MiFID I was launched with the highest of hopes. It was intended to turbo-charge cross-continental trade in financial services. Its aim was to allow firms from across the European Union to compete with each other across jurisdictions and thereby to increase consumer choice and improve consumer outcomes.
Having been years in the planning and having endured much scrutiny and revision, MiFID I finally came into force in November 2007 – and was almost immediately overtaken by the Global Financial Crisis.
It was the Global Financial Crisis that gave rise to MiFID II and it is against the background of the Global Financial Crisis that MiFID II can best be understood.
MiFID II brings more activities and products within the scope of financial services regulation, introduces new transparency requirements and establishes new consumer protections.
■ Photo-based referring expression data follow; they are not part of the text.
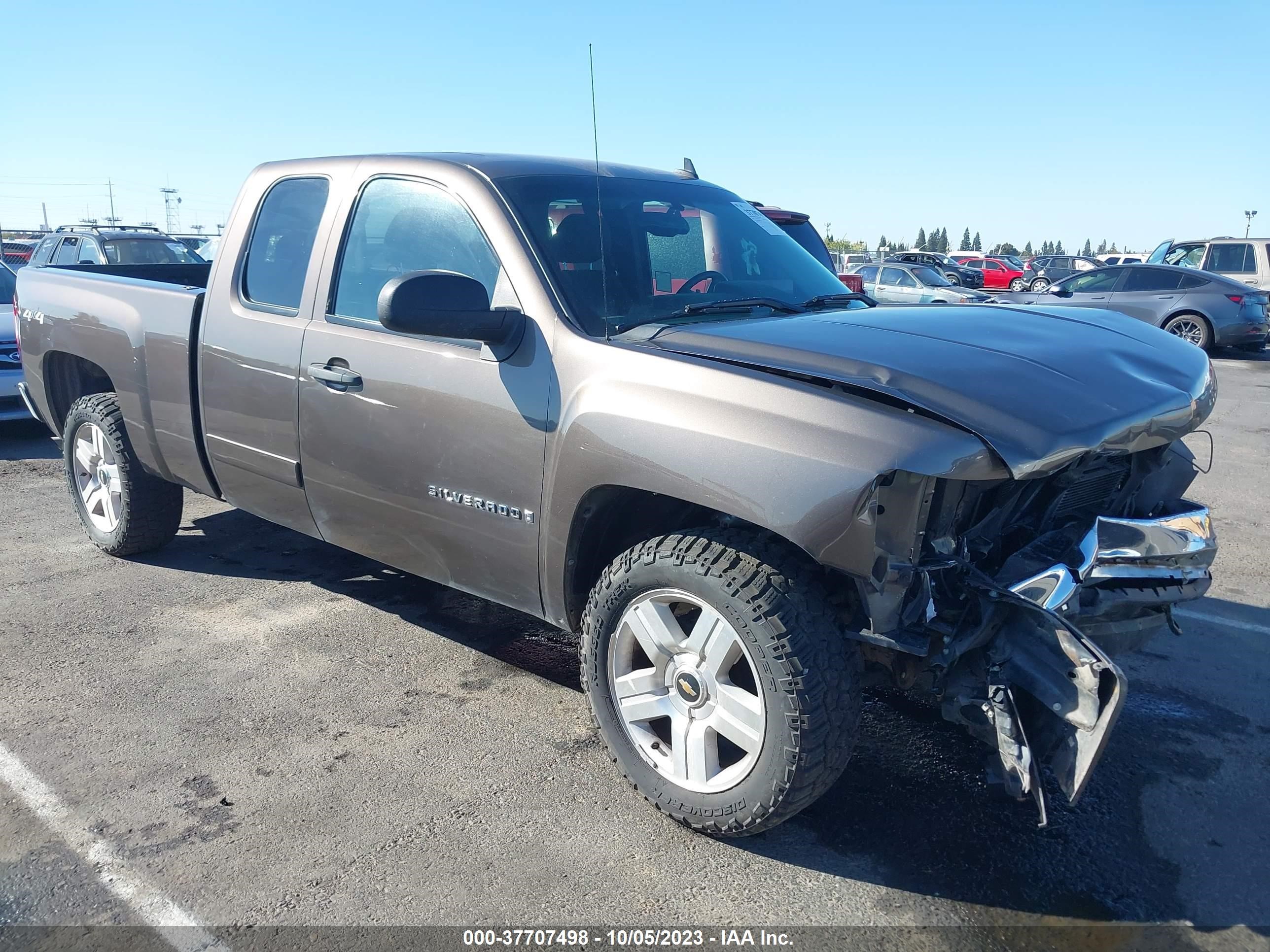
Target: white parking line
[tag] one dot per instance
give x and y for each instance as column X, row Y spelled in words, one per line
column 173, row 923
column 1221, row 620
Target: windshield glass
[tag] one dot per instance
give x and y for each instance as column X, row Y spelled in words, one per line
column 806, row 234
column 665, row 245
column 930, row 277
column 148, row 252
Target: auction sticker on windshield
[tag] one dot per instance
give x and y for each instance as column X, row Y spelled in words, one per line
column 760, row 219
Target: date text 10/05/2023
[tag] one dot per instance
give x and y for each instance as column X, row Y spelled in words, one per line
column 627, row 938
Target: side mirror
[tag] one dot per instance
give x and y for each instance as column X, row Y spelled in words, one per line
column 445, row 305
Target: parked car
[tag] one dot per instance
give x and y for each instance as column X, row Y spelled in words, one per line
column 1207, row 310
column 687, row 444
column 999, row 273
column 1042, row 272
column 10, row 357
column 17, row 253
column 914, row 285
column 1246, row 261
column 951, row 270
column 88, row 244
column 799, row 228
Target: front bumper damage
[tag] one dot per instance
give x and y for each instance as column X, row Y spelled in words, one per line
column 1037, row 680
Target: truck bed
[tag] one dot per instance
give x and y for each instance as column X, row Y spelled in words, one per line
column 134, row 323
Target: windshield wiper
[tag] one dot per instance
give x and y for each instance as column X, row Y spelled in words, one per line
column 740, row 304
column 840, row 299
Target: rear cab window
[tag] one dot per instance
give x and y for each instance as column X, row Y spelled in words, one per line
column 282, row 241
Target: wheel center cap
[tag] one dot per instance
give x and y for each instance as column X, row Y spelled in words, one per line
column 690, row 688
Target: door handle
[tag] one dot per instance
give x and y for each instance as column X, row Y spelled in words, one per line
column 334, row 377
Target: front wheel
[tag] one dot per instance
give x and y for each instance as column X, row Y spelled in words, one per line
column 719, row 678
column 1191, row 328
column 124, row 508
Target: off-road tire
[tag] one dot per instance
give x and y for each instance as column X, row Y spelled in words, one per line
column 811, row 673
column 150, row 507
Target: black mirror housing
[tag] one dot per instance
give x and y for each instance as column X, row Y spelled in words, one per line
column 444, row 305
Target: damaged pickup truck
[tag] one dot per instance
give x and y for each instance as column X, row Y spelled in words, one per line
column 624, row 402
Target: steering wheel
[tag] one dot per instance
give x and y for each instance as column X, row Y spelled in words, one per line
column 698, row 278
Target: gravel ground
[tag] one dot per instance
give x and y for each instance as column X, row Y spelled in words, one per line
column 270, row 730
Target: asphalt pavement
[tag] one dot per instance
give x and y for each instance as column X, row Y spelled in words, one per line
column 258, row 729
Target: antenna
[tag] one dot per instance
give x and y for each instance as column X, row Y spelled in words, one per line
column 600, row 215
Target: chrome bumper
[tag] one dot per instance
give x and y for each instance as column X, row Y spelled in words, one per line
column 1122, row 573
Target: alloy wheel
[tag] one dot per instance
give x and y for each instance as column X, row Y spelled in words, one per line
column 97, row 477
column 686, row 693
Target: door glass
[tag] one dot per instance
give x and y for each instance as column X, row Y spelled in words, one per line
column 1233, row 259
column 68, row 253
column 88, row 253
column 282, row 241
column 1184, row 256
column 1143, row 280
column 1100, row 281
column 403, row 226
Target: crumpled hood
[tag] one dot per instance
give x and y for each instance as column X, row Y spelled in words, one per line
column 1038, row 386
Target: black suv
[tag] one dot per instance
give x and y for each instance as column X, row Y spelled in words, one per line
column 1042, row 272
column 945, row 266
column 126, row 244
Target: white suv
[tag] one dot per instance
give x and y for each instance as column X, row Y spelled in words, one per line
column 1241, row 259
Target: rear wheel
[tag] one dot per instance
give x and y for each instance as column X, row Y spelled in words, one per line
column 124, row 508
column 1191, row 328
column 719, row 678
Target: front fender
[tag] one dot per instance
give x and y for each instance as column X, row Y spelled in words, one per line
column 789, row 456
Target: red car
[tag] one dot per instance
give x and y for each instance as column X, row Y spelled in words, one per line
column 997, row 273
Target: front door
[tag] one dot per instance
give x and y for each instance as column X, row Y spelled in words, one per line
column 431, row 457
By increasing and targeting the scope of financial services regulation, MiFID II aims to decrease the chances of further economic turbulence.
While the following were not regulated under MiFID I, they fall squarely with the scope of MiFID II.
Under MiFID II, operating organised trading facilities (OTFs) will be a regulated activity. While regulated markets and multilateral trading facilities (MTFs) are already regulated, OTFs have not hitherto been regulated.
An OTF is a multilateral discretionary trading platform. Unlike MTFs, the operator of an OTF has discretion when matching orders.
Firms in this space need to be aware of their forthcoming obligations.
Structured deposits and emissions allowances will be regulated under MiFID II.
General trade transparency requirements
Trading venues and investment firms will have to comply with more wide-ranging transparency rules. These will apply both pre and post-trade.